14:45-16:15 Session 11B: Narrative Processing
Location: Wyeth Gallery C
14:45
Validating the Outcome of an Action: The Impacts of Goal and Semantic Information
SPEAKER: Greta Chan

ABSTRACT. Two experiments were conducted to investigate how readers validate the plausibility of a narrative outcome based on the semantic features of an antecedent action and a character’s goal that elaborates the action. It was found that the ease to validate an outcome was facilitated by having 1) an explicitly stated goal that causally explains why the action would lead to the outcome; 2) a high degree of semantic overlap between the action and the outcome.

15:03
Coherence In Unfamiliar Fantasy Fiction: A Dynamic Model Based On Ontology
SPEAKER: Beth Cardier

ABSTRACT. A reader of fantasy fiction can predictively infer outcomes that do not occur in the real world. I model an aspect of this process: the construction of a story-specific reference framework, which prescribes what can happen in that narrative universe. This structure is built from inferred information derived from GWK and the fictional context, which are integrated to alter generalized concepts beyond their original meanings. New processes are illustrated using techniques from ontological knowledge representation.

15:21
The Influence of L1 and L2 Reading Proficiency of Korean EFL Readers on the Situation Model Construction for L2 Narrative Texts
SPEAKER: Jungeun Choi

ABSTRACT. This study investigates the influence of L1 and L2 reading proficiency of EFL readers on English narrative text comprehension, focusing on temporal and spatial dimensions of the Event-Indexing model. Participants read stories for time and space in both L1 and L2 with time intervals and took L1 and L2 reading ability tests. Results indicated that only higher-level L2 readers tracked the temporal shift, yet they did not reach the level of situation model for space.

15:39
Empowering Stories – Transportation Into Narratives With Strong Protagonists Increases Recipients’ Self-Related Control Beliefs

ABSTRACT. Several studies have shown that narratives can influence the self-concept. In the present study, our goal was to investigate whether stories portraying a strong protagonist can affect recipients’ own self-related control beliefs. Three experiments provide evidence for this assumption. The results suggest that this persuasive influence is mediated by transportation into the story, and that this effect, in turn, is mediated by the extent to which recipients experience emotions targeted by the narrative (event-congruent emotions).

15:57
Do Readers Represent Story Characters’ Accents?
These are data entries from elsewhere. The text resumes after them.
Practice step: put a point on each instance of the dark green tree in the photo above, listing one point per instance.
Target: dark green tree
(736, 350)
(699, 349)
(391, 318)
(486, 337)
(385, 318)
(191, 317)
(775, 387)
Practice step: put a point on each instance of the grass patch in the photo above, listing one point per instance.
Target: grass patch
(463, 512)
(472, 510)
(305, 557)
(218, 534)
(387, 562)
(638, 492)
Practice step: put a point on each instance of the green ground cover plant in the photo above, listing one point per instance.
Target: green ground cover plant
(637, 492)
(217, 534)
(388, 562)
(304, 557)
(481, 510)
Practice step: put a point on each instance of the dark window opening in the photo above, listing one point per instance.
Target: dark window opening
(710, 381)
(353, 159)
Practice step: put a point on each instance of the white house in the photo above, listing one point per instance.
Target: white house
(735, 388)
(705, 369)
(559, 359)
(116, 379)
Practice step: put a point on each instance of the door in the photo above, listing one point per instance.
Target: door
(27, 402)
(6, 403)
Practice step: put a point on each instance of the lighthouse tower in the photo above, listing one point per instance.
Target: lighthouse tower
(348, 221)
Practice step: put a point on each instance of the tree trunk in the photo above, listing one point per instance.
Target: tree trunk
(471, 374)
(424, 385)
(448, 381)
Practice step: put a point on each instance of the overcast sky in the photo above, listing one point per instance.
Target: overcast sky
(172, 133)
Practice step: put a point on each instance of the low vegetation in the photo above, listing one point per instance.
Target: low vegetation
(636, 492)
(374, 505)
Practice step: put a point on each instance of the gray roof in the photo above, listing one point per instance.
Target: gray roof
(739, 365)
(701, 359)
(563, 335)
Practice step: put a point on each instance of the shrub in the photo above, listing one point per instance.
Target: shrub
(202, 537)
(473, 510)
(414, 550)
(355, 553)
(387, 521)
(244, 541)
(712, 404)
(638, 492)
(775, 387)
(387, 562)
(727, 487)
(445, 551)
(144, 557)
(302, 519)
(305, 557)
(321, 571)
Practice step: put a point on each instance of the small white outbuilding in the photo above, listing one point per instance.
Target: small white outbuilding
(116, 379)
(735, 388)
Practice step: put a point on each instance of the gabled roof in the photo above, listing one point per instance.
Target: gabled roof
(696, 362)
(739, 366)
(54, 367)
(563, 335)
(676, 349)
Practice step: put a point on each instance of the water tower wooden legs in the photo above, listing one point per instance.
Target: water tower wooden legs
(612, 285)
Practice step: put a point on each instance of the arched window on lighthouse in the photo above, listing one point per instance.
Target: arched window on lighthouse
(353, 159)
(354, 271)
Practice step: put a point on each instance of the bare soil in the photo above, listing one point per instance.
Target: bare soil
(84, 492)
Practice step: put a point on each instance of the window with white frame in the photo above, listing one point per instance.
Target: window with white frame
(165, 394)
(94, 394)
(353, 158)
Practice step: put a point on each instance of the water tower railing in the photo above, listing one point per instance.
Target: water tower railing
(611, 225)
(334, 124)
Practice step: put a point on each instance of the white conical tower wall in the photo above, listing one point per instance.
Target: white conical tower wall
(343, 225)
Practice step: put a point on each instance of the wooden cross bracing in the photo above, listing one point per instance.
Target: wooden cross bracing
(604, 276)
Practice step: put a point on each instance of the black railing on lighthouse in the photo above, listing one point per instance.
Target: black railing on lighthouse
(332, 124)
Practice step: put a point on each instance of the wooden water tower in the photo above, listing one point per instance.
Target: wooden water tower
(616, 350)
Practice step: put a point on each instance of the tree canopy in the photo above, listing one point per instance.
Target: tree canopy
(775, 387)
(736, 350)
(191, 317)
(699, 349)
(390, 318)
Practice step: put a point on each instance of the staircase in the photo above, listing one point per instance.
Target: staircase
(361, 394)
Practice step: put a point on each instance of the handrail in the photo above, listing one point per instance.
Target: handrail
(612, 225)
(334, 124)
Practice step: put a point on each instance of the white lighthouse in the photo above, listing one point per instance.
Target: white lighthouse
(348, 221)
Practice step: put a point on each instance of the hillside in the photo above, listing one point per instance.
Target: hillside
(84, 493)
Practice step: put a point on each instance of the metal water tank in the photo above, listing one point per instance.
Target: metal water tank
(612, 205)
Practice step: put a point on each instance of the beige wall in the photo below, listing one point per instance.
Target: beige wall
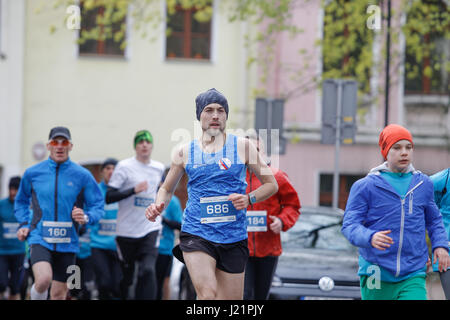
(104, 101)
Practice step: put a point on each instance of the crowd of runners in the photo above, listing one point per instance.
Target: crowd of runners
(70, 237)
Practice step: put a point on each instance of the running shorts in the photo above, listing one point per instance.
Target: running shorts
(230, 257)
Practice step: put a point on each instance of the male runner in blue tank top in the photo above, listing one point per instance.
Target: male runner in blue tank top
(213, 238)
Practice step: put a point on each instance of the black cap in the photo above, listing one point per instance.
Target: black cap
(14, 182)
(59, 132)
(109, 161)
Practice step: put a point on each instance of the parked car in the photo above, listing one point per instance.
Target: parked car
(317, 260)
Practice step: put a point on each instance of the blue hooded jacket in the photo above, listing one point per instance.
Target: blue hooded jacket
(374, 205)
(53, 190)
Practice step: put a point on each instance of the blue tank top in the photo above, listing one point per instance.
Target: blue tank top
(212, 178)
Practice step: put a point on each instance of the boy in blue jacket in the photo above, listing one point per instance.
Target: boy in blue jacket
(387, 215)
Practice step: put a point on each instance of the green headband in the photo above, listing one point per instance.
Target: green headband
(142, 135)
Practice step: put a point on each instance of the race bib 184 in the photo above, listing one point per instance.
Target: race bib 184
(257, 221)
(143, 202)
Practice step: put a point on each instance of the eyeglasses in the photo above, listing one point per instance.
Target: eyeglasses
(57, 142)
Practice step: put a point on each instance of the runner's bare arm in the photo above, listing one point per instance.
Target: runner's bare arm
(254, 161)
(166, 191)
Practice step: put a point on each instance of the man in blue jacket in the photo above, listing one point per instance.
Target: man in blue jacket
(63, 195)
(12, 251)
(387, 215)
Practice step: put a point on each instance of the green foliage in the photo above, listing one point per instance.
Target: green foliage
(346, 46)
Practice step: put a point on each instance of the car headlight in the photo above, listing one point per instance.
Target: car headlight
(276, 281)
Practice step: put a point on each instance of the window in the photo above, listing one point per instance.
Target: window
(106, 43)
(188, 37)
(427, 56)
(326, 189)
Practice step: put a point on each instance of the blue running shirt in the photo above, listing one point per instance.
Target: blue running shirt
(212, 178)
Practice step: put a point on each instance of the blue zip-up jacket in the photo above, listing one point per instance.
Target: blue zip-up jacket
(53, 190)
(374, 205)
(9, 244)
(441, 180)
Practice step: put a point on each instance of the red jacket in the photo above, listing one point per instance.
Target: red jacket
(285, 204)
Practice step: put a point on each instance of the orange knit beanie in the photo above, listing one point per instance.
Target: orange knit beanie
(390, 135)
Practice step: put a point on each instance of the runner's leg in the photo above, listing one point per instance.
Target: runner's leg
(230, 286)
(202, 270)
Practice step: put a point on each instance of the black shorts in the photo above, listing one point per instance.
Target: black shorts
(230, 257)
(60, 261)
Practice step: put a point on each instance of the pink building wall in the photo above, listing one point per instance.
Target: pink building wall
(306, 159)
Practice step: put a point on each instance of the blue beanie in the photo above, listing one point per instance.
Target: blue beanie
(208, 97)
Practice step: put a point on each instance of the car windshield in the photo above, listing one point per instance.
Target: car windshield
(316, 230)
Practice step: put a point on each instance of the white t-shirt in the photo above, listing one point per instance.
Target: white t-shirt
(131, 220)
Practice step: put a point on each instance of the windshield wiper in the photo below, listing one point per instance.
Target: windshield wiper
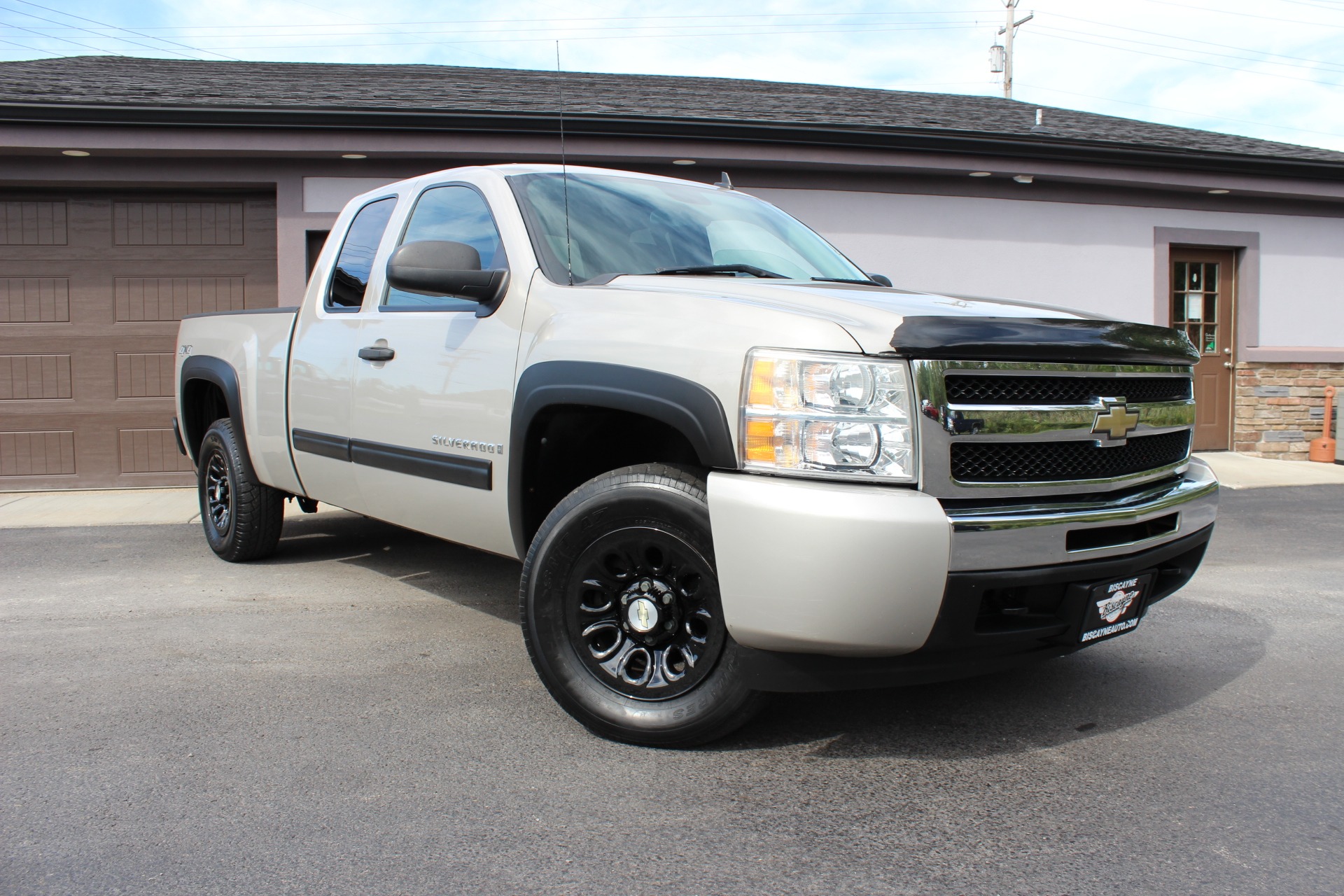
(843, 280)
(722, 269)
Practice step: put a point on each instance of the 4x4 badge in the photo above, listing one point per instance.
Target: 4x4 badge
(1117, 421)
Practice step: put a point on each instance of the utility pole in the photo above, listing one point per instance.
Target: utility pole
(1008, 31)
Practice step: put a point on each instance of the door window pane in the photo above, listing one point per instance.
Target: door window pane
(1195, 302)
(454, 214)
(350, 280)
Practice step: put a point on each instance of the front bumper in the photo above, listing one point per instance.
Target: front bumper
(974, 637)
(1006, 536)
(834, 568)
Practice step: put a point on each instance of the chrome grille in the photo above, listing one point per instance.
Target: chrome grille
(1063, 390)
(1008, 429)
(1063, 461)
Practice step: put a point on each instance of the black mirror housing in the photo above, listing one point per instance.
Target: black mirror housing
(442, 267)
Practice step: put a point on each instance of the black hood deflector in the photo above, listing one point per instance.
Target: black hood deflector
(1041, 339)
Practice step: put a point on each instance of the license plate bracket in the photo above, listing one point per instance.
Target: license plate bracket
(1114, 608)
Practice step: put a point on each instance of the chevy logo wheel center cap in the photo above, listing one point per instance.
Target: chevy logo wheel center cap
(1117, 421)
(643, 615)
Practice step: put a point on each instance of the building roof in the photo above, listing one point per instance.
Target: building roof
(121, 90)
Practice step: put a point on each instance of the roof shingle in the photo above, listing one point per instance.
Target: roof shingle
(124, 83)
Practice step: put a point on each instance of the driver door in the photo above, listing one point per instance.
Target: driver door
(432, 422)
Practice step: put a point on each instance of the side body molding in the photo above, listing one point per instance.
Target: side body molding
(683, 405)
(213, 370)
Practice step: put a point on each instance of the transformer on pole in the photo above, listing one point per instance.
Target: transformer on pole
(1000, 55)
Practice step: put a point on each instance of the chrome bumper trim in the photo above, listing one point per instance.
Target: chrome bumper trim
(1015, 536)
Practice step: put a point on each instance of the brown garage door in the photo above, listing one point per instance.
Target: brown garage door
(92, 288)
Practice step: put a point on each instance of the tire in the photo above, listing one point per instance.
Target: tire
(622, 612)
(241, 516)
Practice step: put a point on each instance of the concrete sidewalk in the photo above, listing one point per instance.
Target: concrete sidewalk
(1243, 472)
(156, 507)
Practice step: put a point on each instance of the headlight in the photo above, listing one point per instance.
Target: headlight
(827, 415)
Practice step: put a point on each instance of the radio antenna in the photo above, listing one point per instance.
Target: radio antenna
(565, 171)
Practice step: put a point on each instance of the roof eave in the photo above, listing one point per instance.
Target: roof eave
(1056, 148)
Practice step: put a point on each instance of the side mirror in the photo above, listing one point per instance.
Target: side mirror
(441, 267)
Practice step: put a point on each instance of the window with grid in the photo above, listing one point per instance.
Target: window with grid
(1195, 302)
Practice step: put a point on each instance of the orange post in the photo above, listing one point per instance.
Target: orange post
(1323, 449)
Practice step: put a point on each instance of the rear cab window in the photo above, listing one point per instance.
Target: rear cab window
(355, 264)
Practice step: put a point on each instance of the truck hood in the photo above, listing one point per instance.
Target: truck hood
(872, 315)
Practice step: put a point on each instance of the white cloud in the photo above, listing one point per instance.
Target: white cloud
(1198, 64)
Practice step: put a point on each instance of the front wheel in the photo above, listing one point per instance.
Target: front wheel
(622, 612)
(242, 517)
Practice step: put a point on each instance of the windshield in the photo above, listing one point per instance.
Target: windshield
(635, 226)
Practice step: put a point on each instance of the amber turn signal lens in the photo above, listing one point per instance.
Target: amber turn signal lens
(761, 441)
(762, 382)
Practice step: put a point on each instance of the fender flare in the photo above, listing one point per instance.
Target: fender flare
(222, 374)
(683, 405)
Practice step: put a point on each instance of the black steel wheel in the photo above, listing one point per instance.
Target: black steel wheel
(241, 516)
(622, 612)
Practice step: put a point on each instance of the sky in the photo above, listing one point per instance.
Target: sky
(1270, 69)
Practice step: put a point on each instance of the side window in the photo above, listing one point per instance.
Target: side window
(350, 280)
(460, 216)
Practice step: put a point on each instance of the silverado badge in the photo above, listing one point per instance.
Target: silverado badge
(1117, 421)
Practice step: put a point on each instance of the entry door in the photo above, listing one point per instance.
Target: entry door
(1203, 301)
(432, 424)
(323, 360)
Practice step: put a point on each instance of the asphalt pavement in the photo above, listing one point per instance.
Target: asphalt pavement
(358, 716)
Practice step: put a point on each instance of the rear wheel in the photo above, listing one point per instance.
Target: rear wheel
(242, 517)
(622, 612)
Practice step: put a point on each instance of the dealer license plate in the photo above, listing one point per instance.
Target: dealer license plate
(1113, 608)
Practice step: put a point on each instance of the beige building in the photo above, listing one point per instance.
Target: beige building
(134, 191)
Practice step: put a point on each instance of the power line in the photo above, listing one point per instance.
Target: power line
(1247, 15)
(15, 43)
(726, 34)
(70, 15)
(590, 29)
(1186, 112)
(86, 46)
(85, 30)
(482, 55)
(1208, 52)
(1046, 34)
(1209, 43)
(467, 22)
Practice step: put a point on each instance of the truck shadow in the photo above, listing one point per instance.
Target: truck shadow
(1184, 652)
(465, 577)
ABSTRACT. Readers frequently encounter descriptions of characters’ voices in narratives, but do they encode and simulate this information? In two self-paced reading experiments, reading times were slower when the author of an email was described as a non-native, rather than a native, English speaker. This is consistent with the Auditory Perceptual Simulation (APS) account (Zhou & Christianson, 2016), which argues that readers mentally simulate characters’ voices, and activate auditory characteristics (e.g., speech rate) while reading.